There is no denying that smartphones, email, and the internet have drastically changed our lives for the better. They have made us more connected and productive, but there is similarly a downside to all this technology: it can be overwhelming, addictive, and distracting (Powers 520). That is why many people are choosing to disconnect from technology for periods. They are finding that life can still be amazing without all our gadgets. Staying away from technology is an incredible relief, even if it is just for a little while. It allows us to focus on what is important: our relationships, our surroundings, and ourselves. “An acquaintance of mine cooled down his connectedness by getting rid of his smartphone and returning to a basic cell phone, thus removing Internet from his mobile; it was an incredible relief” (Powers 523). In “Growing up tethered,” Turkle states that mature individuals should be comfortable even without their phones; they connect to the people around them (Turkle 581). Other than the internet, people can still be entertained or connected through radios, which existed before the greater technology of the internet.

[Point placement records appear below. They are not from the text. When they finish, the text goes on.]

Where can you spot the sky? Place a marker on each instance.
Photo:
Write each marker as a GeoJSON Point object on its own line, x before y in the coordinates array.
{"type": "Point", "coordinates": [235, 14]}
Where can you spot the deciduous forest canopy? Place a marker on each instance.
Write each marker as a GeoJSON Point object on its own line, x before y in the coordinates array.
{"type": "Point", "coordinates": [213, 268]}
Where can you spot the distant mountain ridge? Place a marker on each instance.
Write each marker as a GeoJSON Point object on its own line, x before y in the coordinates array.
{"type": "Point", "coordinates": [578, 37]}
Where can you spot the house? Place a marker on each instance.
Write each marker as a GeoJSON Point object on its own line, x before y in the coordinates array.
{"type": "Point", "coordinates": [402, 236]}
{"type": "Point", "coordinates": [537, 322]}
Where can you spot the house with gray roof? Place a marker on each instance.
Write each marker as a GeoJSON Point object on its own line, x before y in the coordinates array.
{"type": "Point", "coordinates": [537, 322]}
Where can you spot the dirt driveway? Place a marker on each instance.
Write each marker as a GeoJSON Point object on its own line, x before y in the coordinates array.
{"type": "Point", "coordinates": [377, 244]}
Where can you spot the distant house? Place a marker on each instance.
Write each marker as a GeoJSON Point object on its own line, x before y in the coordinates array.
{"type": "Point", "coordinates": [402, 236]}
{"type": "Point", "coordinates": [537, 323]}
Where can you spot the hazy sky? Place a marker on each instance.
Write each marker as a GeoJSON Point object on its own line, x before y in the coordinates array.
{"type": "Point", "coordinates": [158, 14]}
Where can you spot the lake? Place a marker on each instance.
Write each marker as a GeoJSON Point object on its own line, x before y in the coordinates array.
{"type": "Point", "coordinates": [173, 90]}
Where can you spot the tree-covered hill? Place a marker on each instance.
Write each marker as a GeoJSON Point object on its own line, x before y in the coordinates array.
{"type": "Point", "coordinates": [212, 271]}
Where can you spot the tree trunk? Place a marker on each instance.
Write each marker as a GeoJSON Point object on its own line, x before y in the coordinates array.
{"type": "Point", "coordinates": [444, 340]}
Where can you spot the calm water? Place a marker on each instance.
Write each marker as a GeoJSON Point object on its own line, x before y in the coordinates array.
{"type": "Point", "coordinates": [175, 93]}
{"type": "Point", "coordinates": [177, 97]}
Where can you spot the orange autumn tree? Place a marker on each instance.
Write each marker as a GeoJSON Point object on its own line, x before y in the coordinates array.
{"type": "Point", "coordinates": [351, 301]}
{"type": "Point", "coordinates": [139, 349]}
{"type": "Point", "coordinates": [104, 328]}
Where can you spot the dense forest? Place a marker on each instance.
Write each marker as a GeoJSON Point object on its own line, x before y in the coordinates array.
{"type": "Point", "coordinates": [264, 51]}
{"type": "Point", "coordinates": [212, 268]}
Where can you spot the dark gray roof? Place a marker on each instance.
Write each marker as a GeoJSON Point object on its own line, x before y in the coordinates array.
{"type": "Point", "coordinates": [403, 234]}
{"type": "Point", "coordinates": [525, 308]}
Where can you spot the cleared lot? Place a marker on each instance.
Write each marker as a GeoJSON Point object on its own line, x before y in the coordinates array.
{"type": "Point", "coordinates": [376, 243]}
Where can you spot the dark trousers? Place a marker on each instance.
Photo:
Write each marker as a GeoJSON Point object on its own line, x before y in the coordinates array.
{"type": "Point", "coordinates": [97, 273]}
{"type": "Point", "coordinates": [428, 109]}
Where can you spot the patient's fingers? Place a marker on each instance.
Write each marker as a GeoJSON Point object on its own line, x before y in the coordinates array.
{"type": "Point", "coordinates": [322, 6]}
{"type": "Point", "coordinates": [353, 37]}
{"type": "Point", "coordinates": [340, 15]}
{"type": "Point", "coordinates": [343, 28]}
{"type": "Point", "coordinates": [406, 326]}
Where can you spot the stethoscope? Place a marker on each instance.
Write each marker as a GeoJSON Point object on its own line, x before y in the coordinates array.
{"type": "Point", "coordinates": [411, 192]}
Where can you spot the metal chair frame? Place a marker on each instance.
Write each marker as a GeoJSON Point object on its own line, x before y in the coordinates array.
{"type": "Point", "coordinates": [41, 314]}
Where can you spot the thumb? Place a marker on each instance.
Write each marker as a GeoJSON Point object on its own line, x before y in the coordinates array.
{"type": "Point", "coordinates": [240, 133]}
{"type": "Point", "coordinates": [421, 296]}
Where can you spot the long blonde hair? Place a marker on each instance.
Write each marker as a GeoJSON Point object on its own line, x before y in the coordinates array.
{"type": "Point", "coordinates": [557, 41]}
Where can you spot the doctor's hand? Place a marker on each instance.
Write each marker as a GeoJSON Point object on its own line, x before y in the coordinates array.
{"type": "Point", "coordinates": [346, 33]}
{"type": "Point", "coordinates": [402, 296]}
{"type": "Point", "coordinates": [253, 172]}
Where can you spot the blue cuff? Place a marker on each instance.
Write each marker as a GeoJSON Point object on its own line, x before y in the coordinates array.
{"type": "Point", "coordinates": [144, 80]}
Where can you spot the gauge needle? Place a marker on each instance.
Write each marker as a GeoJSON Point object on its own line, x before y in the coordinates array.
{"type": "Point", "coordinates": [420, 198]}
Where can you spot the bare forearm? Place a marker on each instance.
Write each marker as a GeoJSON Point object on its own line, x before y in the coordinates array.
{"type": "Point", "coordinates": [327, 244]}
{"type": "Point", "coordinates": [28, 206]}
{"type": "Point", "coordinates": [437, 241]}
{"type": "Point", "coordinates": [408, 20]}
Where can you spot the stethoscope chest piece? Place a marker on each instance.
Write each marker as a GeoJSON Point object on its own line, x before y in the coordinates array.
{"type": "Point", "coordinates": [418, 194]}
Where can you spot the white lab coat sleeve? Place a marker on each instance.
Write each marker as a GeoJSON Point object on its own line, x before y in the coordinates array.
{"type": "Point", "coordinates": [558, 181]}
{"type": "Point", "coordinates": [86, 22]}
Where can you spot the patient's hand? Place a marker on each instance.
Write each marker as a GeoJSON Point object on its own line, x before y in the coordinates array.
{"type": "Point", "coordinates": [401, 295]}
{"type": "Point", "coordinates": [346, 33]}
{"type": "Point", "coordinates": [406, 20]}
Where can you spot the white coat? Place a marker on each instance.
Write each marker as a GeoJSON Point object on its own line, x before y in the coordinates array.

There are several ways that people can become addicted to technology. For some, it is the allure of being constantly connected and having access to limitless information. For others, it might be the rush that comes with checking social media or email notifications. And for many, it is a convenience to be able to talk and shop while on the phone (Powers 519). Whatever the reason, addiction to technology is real and can have serious consequences. There are a few different ways that cell phone users can reduce the amount of time they spend online. One is to do activities that do not require dialing the phone, such as reading or listening to music. Another is to use other people as search engines, rather than relying on Google or another search engine every time they need information (Powers 519). Cell phone users can choose to limit their time on social media and other websites that tend to suck up a lot of time and derail social relationships.
In conclusion, there is no doubt that technology has revolutionized the way we live and interact with each other. However, there is a growing concern that the overuse of technology is hurting human interactions. Technology should be regulated in human relationships because it ruins social connections as well as conversations. Conversations are a key part of human relationships, and technology can disrupt that. It can likewise lead to people feeling isolated and alone, which is not good for mental health. To save the human relationship from technology, people should be encouraged not to embrace performing a single task at a time, and similarly use people to get information instead of the internet.
Works Cited
Powers, William. Not so busy. New York, NY: HarperCollins, 2010.
Turkle, Sherry. Growing up tethered. From Inquiry to Academic Writing, 2015.
Turkle, Sherry. The flight from conversation. The New York Times 22, 2012.